When that happens, Redfin agents contact the sellers and let them know that their agent will not show the house. When they cannot find a phone number, they send a registered letter. When sellers have moved, they track them down through the relocation service that moved them.
That is hardball, but the online agents have learned to be tough. “If we didn’t do that, the word would get out that Redfin can be blocked,” Ms. Howard said. When Redfin said it would try to make peace with rival agents by sending them gift cards for coffee, some of them told Redfin that such a move could violate a Department of Housing and Urban Development regulation having to do with transactions between agents.

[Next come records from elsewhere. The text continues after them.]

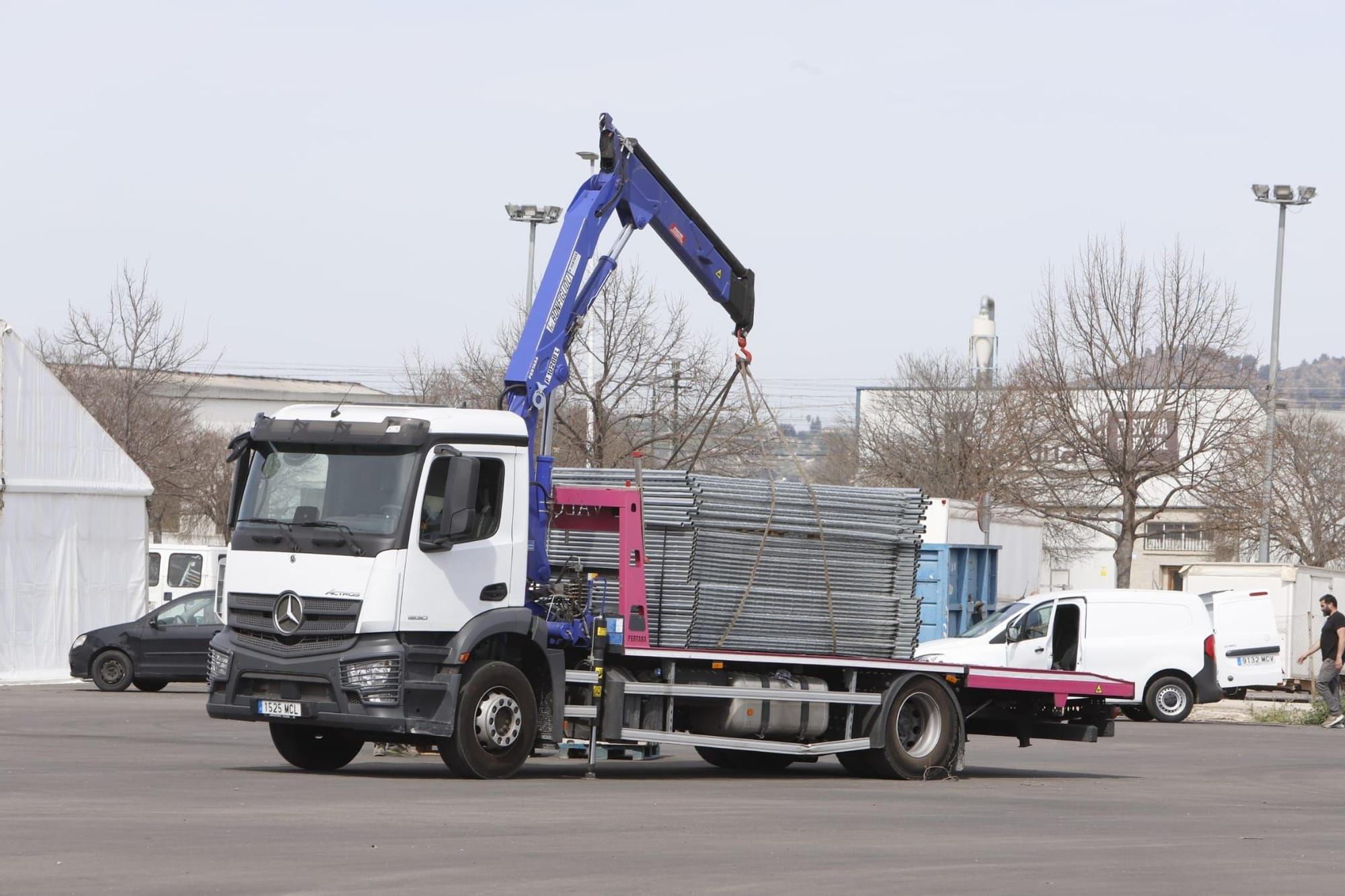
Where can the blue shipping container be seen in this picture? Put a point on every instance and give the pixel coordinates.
(949, 583)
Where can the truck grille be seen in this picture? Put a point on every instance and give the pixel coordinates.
(289, 647)
(328, 623)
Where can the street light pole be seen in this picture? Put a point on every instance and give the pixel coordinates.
(1284, 197)
(533, 216)
(591, 434)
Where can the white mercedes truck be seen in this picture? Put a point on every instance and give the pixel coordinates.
(388, 580)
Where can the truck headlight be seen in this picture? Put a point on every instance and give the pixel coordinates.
(377, 681)
(217, 663)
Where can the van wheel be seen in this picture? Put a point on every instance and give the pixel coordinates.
(315, 748)
(921, 732)
(112, 670)
(744, 759)
(496, 723)
(1169, 700)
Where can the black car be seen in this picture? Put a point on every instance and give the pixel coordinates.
(166, 645)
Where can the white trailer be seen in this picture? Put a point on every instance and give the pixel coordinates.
(1293, 592)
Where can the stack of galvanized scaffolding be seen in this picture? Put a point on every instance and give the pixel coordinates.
(719, 579)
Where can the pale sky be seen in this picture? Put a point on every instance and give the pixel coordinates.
(322, 185)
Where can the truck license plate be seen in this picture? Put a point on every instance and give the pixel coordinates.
(280, 708)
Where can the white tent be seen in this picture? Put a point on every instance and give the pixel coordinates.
(73, 532)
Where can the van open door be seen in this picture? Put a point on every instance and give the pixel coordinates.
(1247, 643)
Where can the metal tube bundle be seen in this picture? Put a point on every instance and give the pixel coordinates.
(719, 579)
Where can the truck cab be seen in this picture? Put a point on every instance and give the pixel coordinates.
(361, 548)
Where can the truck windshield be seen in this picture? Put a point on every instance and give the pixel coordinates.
(991, 622)
(361, 487)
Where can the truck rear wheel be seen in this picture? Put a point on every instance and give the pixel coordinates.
(496, 723)
(922, 732)
(315, 748)
(744, 759)
(1169, 700)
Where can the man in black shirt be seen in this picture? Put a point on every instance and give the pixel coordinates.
(1334, 651)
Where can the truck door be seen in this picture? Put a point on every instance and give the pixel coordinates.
(1028, 645)
(443, 588)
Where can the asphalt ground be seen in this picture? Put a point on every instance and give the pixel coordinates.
(145, 792)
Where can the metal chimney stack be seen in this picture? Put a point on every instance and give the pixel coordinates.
(984, 346)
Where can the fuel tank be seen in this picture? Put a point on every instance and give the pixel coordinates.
(751, 716)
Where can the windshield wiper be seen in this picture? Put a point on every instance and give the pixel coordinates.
(280, 524)
(341, 528)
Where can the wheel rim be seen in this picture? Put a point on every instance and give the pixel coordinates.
(112, 670)
(919, 725)
(500, 720)
(1171, 700)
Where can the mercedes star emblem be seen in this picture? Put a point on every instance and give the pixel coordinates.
(290, 614)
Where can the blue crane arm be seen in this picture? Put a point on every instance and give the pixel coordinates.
(633, 188)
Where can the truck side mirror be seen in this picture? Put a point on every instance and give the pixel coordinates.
(459, 517)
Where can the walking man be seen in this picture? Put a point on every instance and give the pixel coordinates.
(1334, 646)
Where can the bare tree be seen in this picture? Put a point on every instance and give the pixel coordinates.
(933, 428)
(1308, 505)
(128, 368)
(1129, 396)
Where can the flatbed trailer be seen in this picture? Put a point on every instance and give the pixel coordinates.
(892, 719)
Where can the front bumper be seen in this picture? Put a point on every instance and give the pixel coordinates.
(80, 659)
(426, 700)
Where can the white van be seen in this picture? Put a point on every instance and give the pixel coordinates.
(1293, 592)
(178, 569)
(1247, 646)
(1160, 639)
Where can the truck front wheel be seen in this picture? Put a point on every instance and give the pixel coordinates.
(314, 748)
(496, 724)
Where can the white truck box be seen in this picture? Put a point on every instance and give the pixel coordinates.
(1293, 592)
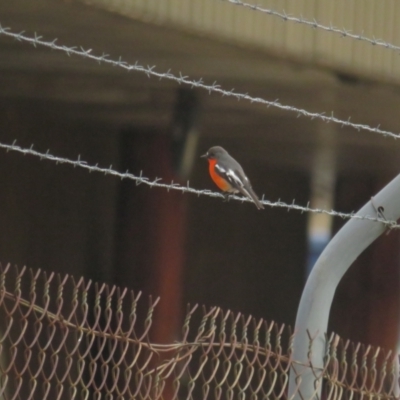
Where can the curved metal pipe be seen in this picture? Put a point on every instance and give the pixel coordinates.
(316, 300)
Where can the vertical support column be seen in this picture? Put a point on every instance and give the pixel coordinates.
(323, 180)
(151, 233)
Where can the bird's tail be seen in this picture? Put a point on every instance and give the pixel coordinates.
(249, 192)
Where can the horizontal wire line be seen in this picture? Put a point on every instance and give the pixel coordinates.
(181, 79)
(139, 179)
(314, 24)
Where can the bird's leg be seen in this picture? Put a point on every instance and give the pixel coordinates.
(227, 196)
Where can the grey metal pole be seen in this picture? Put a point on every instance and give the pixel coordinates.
(316, 300)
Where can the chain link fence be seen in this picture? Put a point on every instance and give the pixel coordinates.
(66, 339)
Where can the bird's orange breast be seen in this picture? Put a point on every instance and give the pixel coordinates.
(219, 181)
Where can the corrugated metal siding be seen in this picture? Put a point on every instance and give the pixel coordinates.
(374, 19)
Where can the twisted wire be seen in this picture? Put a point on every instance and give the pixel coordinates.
(157, 182)
(185, 80)
(344, 33)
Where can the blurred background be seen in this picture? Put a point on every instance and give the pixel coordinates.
(186, 248)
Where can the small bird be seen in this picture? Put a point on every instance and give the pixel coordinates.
(228, 174)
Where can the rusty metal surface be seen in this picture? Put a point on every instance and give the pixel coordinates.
(66, 339)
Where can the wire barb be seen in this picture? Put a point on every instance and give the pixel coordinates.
(186, 188)
(185, 80)
(62, 336)
(314, 24)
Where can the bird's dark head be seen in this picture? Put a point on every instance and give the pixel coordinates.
(214, 152)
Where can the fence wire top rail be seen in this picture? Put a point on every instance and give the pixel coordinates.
(185, 80)
(157, 182)
(63, 338)
(344, 33)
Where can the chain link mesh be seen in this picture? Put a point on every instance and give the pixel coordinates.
(67, 339)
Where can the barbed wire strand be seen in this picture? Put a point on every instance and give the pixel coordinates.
(157, 182)
(344, 33)
(185, 80)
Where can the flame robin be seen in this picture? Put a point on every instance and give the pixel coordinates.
(228, 174)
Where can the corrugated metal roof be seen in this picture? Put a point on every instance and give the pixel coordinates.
(244, 26)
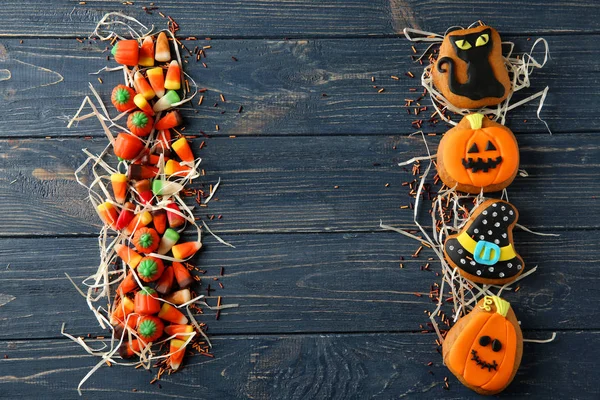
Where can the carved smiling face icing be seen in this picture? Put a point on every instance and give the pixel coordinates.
(470, 70)
(483, 250)
(478, 154)
(483, 350)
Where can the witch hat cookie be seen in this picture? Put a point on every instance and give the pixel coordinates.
(483, 250)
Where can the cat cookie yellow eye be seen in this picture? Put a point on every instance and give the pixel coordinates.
(481, 40)
(464, 45)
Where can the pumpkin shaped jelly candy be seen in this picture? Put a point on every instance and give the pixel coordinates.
(478, 154)
(484, 349)
(470, 71)
(483, 250)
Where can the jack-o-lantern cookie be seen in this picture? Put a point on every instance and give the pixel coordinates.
(478, 154)
(470, 71)
(484, 349)
(483, 250)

Redfin scuttled the plan.
Mr. Fox, the chief executive of BuySide, a start-up that operates in five states, says his company is working harder to get along with existing agents. “You have to play by their rules until the value to the customer drives the change,” he said.
Redfin’s financial backers, who so far have invested $8 million in the company, say they see parallels in the past introductions of automatic teller machines, big-box stores and discount stock brokerage firms — all innovations that faced industry resistance until consumers embraced them and forced change.
“You can only move as fast as the consumer; you can’t move faster,” said Marc A. Singer, general partner at BEV Capital, a venture capital firm in Stamford, Conn., that specializes in consumer businesses and is a Redfin investor. Redfin, he said, is becoming smarter in each market it enters. “You learn to cookie-cutter that fight,” he said.
AMID its battles, a funny thing happened to Redfin. It realized it was not primarily a tech company, but a real estate broker. It moved to stylish offices in Pioneer Square in Seattle because many customers wanted to meet agents the old-fashioned way: in person. Redfin posts pictures of agents on the Web so that customers realize, as Mr. Kelman says, “they won’t be talking to a person in Mumbai, India.”
Redfin said it planned to use the power of the Internet to personalize listings — if local M.L.S.’s allow it. Sellers, for example, could post online brochures that describe the history of their houses, any improvements made or what makes the homes special to them. Buyers, meanwhile, would automatically get help in searches through software that analyzes their past queries.
(Some local M.L.S.’s are particularly eager to fight one Redfin innovation: a display of how long homes have been listed on the market, a possible tip-off to buyers of an eager seller.)
“If you give people freedom, you can’t take it away,” Mr. Kelman said. “A consumer force has been unleashed.”